Q2. George Appleton believes that the average return on equity in the amusement industry, µ, is greater than 10%. What is the null (H0) and alternative (Ha) hypothesis for his study? A) H0: > 0.10 versus Ha: ≤ 0.10. B) H0: ≤ 0.10 versus Ha: > 0.10. C) H0: > 0.10 versus Ha: < 0.10.
Q3. Brian Ci believes that the average return on equity in the airline industry, µ, is less than 5%. What are the appropriate null (H0) and alternative (Ha) hypotheses to test this belief?

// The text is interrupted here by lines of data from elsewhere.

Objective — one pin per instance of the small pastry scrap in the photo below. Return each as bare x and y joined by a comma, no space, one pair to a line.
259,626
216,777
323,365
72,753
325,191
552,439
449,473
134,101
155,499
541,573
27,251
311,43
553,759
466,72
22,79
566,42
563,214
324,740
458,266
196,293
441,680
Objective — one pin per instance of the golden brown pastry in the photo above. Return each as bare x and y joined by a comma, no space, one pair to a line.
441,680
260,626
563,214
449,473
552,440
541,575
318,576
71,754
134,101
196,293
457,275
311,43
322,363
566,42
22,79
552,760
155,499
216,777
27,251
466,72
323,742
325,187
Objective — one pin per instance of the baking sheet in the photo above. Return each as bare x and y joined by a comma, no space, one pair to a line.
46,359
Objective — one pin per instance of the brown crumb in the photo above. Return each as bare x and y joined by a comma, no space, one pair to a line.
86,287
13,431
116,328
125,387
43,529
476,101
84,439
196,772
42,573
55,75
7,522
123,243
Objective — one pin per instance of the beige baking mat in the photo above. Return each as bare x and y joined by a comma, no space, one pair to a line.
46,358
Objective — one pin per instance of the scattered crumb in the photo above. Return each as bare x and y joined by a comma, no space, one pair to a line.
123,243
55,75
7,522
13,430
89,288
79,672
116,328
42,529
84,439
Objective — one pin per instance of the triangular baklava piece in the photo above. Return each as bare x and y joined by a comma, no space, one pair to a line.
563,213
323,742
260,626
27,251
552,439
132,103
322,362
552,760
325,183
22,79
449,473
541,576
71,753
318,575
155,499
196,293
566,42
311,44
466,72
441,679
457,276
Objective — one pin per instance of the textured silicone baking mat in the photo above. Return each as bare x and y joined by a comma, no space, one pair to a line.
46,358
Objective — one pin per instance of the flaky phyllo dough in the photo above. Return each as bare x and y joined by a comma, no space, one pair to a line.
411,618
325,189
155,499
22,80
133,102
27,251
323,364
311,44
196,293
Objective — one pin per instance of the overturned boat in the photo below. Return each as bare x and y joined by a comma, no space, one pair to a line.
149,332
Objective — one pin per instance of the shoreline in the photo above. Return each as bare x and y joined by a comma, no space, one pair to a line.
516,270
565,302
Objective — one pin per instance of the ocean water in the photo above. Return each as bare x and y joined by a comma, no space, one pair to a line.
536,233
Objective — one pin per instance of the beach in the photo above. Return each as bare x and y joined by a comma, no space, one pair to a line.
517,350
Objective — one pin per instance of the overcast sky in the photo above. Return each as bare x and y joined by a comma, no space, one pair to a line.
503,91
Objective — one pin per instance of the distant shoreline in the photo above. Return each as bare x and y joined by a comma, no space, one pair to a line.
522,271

A) H0: µ ≥ 0.05 versus Ha: µ < 0.05. B) H0: µ < 0.05 versus Ha: µ ≥ 0.05. C) H0: µ < 0.05 versus Ha: µ > 0.05.
Q4. Jill Woodall believes that the average return on equity in the retail industry, µ, is less than 15%. What are the null (H0) and alternative (Ha) hypotheses for her study? A) H0: µ ≤ 0.15 versus Ha: µ > 0.15. B) H0: µ ≥ 0.15 versus Ha: µ < 0.15. C) H0: µ < 0.15 versus Ha: µ ≥ 0.15.
Q5. Jo Su believes that there should be a negative relation between returns and systematic risk. She intends to collect data on returns and systematic risk to test this theory. What is the appropriate alternative hypothesis? A) Ha: ρ < 0. B) Ha: ρ > 0. C) Ha: ρ ≠ 0.